Abstract P3059: Recombinant Adeno-associated Viral Vector 2/8 Model Of Interleukin 6 Mediated Chronic Inflammation

Background: Interleukin 6 (IL6) is a pleiotropic cytokine mostly known as a proinflammatory cytokine. There is a need for a reliable in vivo model to study IL6 mediated chronic inflammation. Hypothesis: The aim of our study was to create a mouse model mimicking the chronic inflammatory state as observed in cancer and inflammatory diseases.
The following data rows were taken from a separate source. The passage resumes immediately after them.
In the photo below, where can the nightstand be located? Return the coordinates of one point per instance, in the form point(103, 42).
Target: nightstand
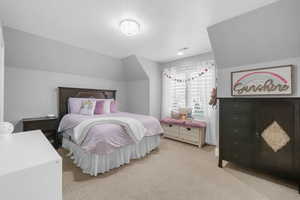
point(48, 125)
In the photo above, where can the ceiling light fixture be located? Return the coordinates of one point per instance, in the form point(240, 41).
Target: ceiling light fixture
point(129, 27)
point(181, 51)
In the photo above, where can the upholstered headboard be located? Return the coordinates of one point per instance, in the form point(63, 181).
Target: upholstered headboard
point(65, 93)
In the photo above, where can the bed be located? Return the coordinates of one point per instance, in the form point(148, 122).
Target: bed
point(106, 145)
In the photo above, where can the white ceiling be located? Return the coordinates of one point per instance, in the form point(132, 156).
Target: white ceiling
point(166, 25)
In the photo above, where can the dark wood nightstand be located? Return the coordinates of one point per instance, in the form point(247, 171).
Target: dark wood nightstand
point(48, 125)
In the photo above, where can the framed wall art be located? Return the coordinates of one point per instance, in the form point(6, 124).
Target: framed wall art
point(271, 81)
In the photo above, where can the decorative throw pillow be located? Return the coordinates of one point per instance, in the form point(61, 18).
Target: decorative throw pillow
point(87, 107)
point(113, 107)
point(106, 106)
point(99, 109)
point(74, 105)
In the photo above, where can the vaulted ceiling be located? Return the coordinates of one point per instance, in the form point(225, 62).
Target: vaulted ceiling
point(166, 25)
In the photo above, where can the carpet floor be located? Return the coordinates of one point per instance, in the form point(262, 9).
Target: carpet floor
point(175, 171)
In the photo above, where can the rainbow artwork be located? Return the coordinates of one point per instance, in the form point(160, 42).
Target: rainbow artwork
point(265, 81)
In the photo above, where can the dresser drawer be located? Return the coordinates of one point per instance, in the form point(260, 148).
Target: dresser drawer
point(237, 107)
point(190, 134)
point(171, 130)
point(238, 120)
point(238, 153)
point(243, 134)
point(42, 125)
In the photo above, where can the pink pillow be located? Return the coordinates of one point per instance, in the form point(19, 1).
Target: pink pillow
point(87, 107)
point(74, 105)
point(99, 109)
point(113, 107)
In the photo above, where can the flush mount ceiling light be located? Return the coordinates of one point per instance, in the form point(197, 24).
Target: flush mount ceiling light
point(129, 27)
point(181, 51)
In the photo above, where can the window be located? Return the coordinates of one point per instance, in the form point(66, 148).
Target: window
point(188, 87)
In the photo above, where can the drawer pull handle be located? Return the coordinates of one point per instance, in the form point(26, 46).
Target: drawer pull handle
point(257, 134)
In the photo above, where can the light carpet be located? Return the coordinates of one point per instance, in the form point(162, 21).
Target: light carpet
point(175, 171)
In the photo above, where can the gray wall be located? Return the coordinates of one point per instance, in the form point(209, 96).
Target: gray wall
point(153, 72)
point(263, 35)
point(143, 85)
point(33, 93)
point(36, 66)
point(138, 96)
point(1, 74)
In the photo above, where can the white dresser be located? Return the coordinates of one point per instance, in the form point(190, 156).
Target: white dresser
point(30, 168)
point(191, 135)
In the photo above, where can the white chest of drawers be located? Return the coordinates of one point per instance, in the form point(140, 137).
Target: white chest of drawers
point(30, 168)
point(191, 135)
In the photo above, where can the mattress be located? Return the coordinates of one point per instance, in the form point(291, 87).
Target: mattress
point(106, 138)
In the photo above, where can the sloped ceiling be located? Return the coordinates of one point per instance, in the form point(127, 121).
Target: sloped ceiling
point(167, 25)
point(24, 50)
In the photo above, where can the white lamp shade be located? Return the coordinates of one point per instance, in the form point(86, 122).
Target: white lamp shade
point(6, 128)
point(129, 27)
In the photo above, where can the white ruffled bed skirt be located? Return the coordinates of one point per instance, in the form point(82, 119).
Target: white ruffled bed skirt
point(93, 163)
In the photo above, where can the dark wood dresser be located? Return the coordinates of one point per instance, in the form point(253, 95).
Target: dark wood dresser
point(248, 127)
point(48, 125)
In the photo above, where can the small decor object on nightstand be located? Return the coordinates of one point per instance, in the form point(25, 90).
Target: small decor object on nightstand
point(48, 125)
point(188, 131)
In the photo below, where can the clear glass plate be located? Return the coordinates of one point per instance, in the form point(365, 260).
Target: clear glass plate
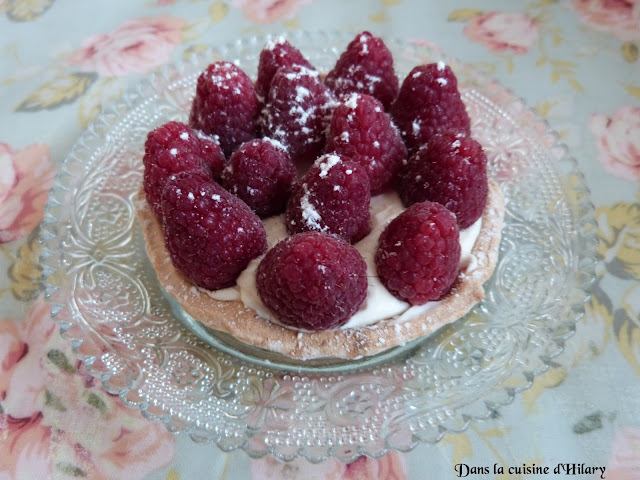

We opted for a recombinant adeno-associated viral vector (rAAV) to mimic the acute initiation of chronic inflammation later in life. Methods: We opted for a rAAV2/8 subtype, human EF1a short (EFS) promoter and firefly luciferase led by an internal ribosome entry site (IL6-IRES-fLuc) DNA cassette to create a stable low-grade expression of IL6 in liver and serum, with minimal expression in other organs, particularly the heart. rAAV2/8_EFS-IL6-IRES-fLuc and the control vector rAAV2/8_EFS-MCS-IRES-fLuc were generated and different dosages were tested. Results: All mice treated with high dose AAV2/8-IL6 vector (8.8* 10 10 genome copies (GC)/animal) showed severe weight loss and hepatosplenomegaly, starting between week 4-6 post injection. Histological examination of the liver showed features of chronic hepatitis. Infiltrating cells were found in both the liver and the heart. In the spleen, the histological structure of red and white pulp was disturbed and more giant cells could be detected. Cardiac function remained normal at 6 weeks post injection. Assuming that the previous results were due to an overexpression of IL6 due to too high amounts of rAAV2/8_EFS-IL6-IRES-fLuc, we subsequently challenged mice with a rAAV2/8_EFS-IL6-IRES-fLuc dilution series to test which vector dose could be used for reliable long-term low grade IL6 overexpression. After extensive testing, the ideal dose for a 12 weeks IL6 overexpression model was between 2.2 and 2.93* 10 10 GC. Using this dose range, we saw stable overexpression of IL6 without weight loss. Hepatosplenomegaly, disturbed anatomy of the spleen and infiltrating cells in the liver were still present yet less pronounced. Conclusion: We successfully generated and characterized a mouse model of IL6 overexpression to mimic chronic IL6 mediated inflammation. To the best of our knowledge this is the first model employing IL6 overexpression using a rAAV viral vector.